Local institutional rules for animal HA-1077 ROCK inhibitor experimentation. About 8106 B-clone and MCF7 cells MCF7 parental 5106 in 40 ml PBS mice were separately suspended in 50 ml of Matrigel and implanted sc in the shoulder of a female nude athymic M. For each mouse, clone B cells were on the right or C T inoculated left, and MCF7 parental al Ty, from estradiol valerate 17 pellet was sc into the neck region of implanted support tumor growth. Tumors lie to grow for 5 to 10 mm in diameter before the Mice were subjected to imaging. The tumor size was en monitored on days imaging caliper measures the diameter L gr eren longitudinal and transverse directions, the tumor volume was then calculated using the formula: Tumor volume 1/2. Mice in eight M Microwave ultrasound was performed to obtain accurate measurements of tumor volume. The tumors were measured in orthogonal directions 3-4 times until 3 days imaging and tumor volume is then calculated using the formula: tumor volume pxyz / 6 Fluorescence imaging optical mouse were incubated with 2% isoflurane in oxygen 2 L / and on a heating pad. The Mice were anesthetized w Held during the fluorescence imaging with a time domain in vivo fluorescence imaging of small animals. Diode laser at 670 nm was used for pulsed excitation. The average power of the laser is maintained at about 1 mW at a repetition frequency of 80 MHz. The width at half maximum of the laser pulse was about 100 ps. A 693 nm long pass filter was used to is the signal emitted by fluorescence. The eXplore Optix detector is a photomultiplier with a fast time correlated Einzelphotonenz Hlung system for time resolved Coupled ste measurements. The general Zeitaufl Solution of the detection module was about 250 ps. Before the injection of fluorescently labeled Affibody, images were acquired prior to injection, the autofluorescence background signal or sp To remove ter.
The Mice Were injected iv with 500 pmol Caspase 9 Affibody AlexaFluor680 in PBS in a total volume of 150 ml of gel St.

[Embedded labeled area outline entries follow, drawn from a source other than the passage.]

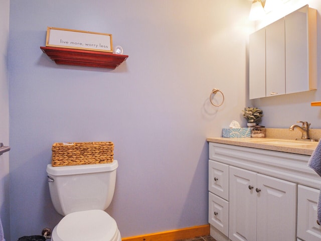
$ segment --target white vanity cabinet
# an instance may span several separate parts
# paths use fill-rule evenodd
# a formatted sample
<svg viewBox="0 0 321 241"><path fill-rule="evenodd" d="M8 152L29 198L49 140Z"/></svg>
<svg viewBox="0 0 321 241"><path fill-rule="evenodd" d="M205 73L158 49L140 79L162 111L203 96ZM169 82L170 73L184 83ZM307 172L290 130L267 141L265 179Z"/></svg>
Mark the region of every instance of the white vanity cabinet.
<svg viewBox="0 0 321 241"><path fill-rule="evenodd" d="M298 186L297 236L301 240L321 240L321 227L316 221L319 193L318 189Z"/></svg>
<svg viewBox="0 0 321 241"><path fill-rule="evenodd" d="M316 25L306 5L250 35L250 99L316 88Z"/></svg>
<svg viewBox="0 0 321 241"><path fill-rule="evenodd" d="M229 166L209 161L209 222L224 235L229 228Z"/></svg>
<svg viewBox="0 0 321 241"><path fill-rule="evenodd" d="M321 241L321 178L307 166L309 158L210 142L211 235L217 241Z"/></svg>
<svg viewBox="0 0 321 241"><path fill-rule="evenodd" d="M296 184L232 166L230 183L231 240L295 239Z"/></svg>

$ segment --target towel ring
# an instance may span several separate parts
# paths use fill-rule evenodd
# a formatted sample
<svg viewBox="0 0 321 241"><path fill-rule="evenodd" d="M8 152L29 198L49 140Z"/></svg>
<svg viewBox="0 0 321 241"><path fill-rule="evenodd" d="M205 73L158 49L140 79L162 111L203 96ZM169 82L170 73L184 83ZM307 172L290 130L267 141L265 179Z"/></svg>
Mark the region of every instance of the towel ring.
<svg viewBox="0 0 321 241"><path fill-rule="evenodd" d="M220 93L221 93L221 94L222 94L222 96L223 97L223 100L222 100L222 102L220 104L215 104L214 103L213 103L213 102L212 102L212 99L211 97L212 97L212 94L216 94L218 92L219 92ZM214 106L220 106L223 104L223 102L224 102L224 95L223 94L223 92L221 90L220 90L219 89L213 89L213 90L211 92L211 94L210 94L210 101L211 101L211 103L213 104Z"/></svg>

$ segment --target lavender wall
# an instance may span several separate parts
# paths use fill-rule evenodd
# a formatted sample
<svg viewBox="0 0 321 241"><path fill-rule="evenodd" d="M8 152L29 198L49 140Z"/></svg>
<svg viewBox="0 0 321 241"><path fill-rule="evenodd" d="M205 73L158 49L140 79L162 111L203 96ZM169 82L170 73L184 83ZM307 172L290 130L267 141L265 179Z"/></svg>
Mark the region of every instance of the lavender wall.
<svg viewBox="0 0 321 241"><path fill-rule="evenodd" d="M0 1L0 142L9 145L8 44L9 0ZM0 218L5 238L10 240L9 153L0 156Z"/></svg>
<svg viewBox="0 0 321 241"><path fill-rule="evenodd" d="M250 4L11 1L12 240L62 217L46 178L55 142L114 142L107 211L123 237L207 223L206 138L245 124ZM112 34L129 58L114 70L57 65L40 49L48 26ZM225 94L220 107L213 88Z"/></svg>

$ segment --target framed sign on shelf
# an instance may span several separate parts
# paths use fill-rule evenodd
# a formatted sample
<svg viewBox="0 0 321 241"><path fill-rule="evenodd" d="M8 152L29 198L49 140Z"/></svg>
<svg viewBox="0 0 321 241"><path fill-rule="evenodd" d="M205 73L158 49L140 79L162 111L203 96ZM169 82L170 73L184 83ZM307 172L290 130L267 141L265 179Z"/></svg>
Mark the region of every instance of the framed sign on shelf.
<svg viewBox="0 0 321 241"><path fill-rule="evenodd" d="M46 46L113 52L111 34L48 27Z"/></svg>

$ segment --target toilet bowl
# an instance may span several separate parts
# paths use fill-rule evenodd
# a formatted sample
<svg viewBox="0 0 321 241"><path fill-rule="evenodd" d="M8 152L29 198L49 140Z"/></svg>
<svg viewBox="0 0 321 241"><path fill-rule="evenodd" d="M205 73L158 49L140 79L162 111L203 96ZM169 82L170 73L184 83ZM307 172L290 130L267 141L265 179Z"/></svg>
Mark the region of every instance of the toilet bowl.
<svg viewBox="0 0 321 241"><path fill-rule="evenodd" d="M105 210L112 199L118 162L52 167L47 172L56 210L64 216L52 241L121 241L115 220Z"/></svg>
<svg viewBox="0 0 321 241"><path fill-rule="evenodd" d="M121 241L115 220L101 210L70 213L54 228L52 241Z"/></svg>

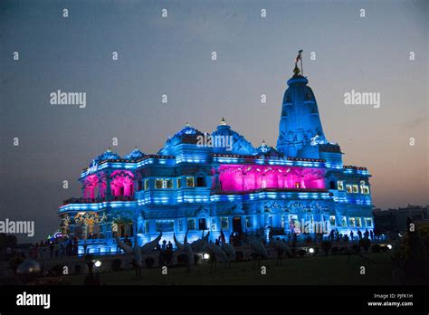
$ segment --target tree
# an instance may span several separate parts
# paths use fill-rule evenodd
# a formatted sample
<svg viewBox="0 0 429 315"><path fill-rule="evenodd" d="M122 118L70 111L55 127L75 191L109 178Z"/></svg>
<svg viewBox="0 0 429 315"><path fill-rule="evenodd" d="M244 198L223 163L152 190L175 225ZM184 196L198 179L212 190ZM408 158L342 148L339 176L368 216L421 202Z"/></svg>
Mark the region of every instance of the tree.
<svg viewBox="0 0 429 315"><path fill-rule="evenodd" d="M332 247L332 243L330 241L323 241L321 243L323 252L325 252L326 254L329 253L330 248Z"/></svg>
<svg viewBox="0 0 429 315"><path fill-rule="evenodd" d="M368 249L371 246L371 241L369 238L364 237L359 240L359 246L365 250L365 253L368 253Z"/></svg>

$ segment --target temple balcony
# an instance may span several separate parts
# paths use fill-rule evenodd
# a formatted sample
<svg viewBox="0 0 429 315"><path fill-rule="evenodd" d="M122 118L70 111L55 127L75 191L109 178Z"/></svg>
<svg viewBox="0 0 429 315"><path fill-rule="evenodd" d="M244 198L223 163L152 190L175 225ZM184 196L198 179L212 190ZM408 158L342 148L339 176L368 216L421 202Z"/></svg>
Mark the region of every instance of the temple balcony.
<svg viewBox="0 0 429 315"><path fill-rule="evenodd" d="M134 201L136 200L134 196L111 196L110 197L98 197L98 198L69 198L65 199L62 202L62 205L69 205L69 204L99 204L103 202L110 202L110 201Z"/></svg>
<svg viewBox="0 0 429 315"><path fill-rule="evenodd" d="M64 201L64 205L60 206L59 214L67 212L81 211L105 211L113 208L135 208L137 200L132 196L111 196L110 198L70 198Z"/></svg>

The images were recorded after injection after 5 hours on the basis of pilot data. The Mice were positioned on the c Tees and to the right one after each time adjusting the H theirleft Height of the table to ensure optimal fluorescence imaging of each tumor adjusted to erm. The field of view for each sample was adjusted so that the entire tumor was imaged with a surrounding tissue. The scan resolution and high 1.0 to 1.0 mm. The acquisition time varies between 3 and 9 minutes per scan. The images were analyzed by the OptiView. First, the pre-injection image for background autofluorescence signal was removed. Then, a region of interest around the tumor was drawn. Average standardized figures were calculated for each ROI. In pilot studies, the coefficient of variation for the average normalized Z Hlungen determined. In six imaging sessions were clone B xenografts imaged 3 times for about 5 hours after a single injection of Affibody. For each analysis, the Mice positioned, the imaging system is recalibrated, and the means of the Z Hlungen were normalized F Is independent Dependent. Imaging procedures were initiated when tumors were about 5 to 10 mm. Rst Were the pre-recorded images. Then Mice were divided into 2 groups.